Bruce Smith

Profile
- Positions: Linebacker • Defensive end • Defensive tackle

Personal information
- Born: March 28, 1949 Huntsville, Texas
- Died: January 3, 2013 (aged 63) Toronto, Ontario
- Height: 6 ft 2 in (1.88 m)
- Weight: 235 lb (107 kg)

Career information
- College: Colorado Boulder

Career history
- 1972–1973: Hamilton Tiger-Cats
- 1974: Edmonton Eskimos
- 1975: Ottawa Rough Riders
- 1976–1979: Toronto Argonauts

Awards and highlights
- Grey Cup champion (1972);

= Bruce Smith (Canadian football) =

American gridiron football player (1949–2013)

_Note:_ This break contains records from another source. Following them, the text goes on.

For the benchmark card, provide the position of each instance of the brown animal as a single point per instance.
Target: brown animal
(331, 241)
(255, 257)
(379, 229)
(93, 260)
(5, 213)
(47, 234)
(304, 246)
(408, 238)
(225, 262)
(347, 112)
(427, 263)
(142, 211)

Bruce Smith (March 28, 1949 – January 3, 2013) was a Canadian football player who played for the Hamilton Tiger-Cats, Edmonton Eskimos, Ottawa Rough Riders and Toronto Argonauts. He won the Grey Cup with Hamilton in 1972. He played college football at the University of Colorado Boulder. After retiring from the CFL he became a successful real estate agent in Toronto. A born-again Christian, Smith became an ordained chaplain at King Bay Chaplaincy in 1999. He also worked with Upper Canada College's Chaplain Service. He died of pancreatic cancer in 2013. His memoir, Our Father: The Prodigal Son Returns, was published posthumously the same year.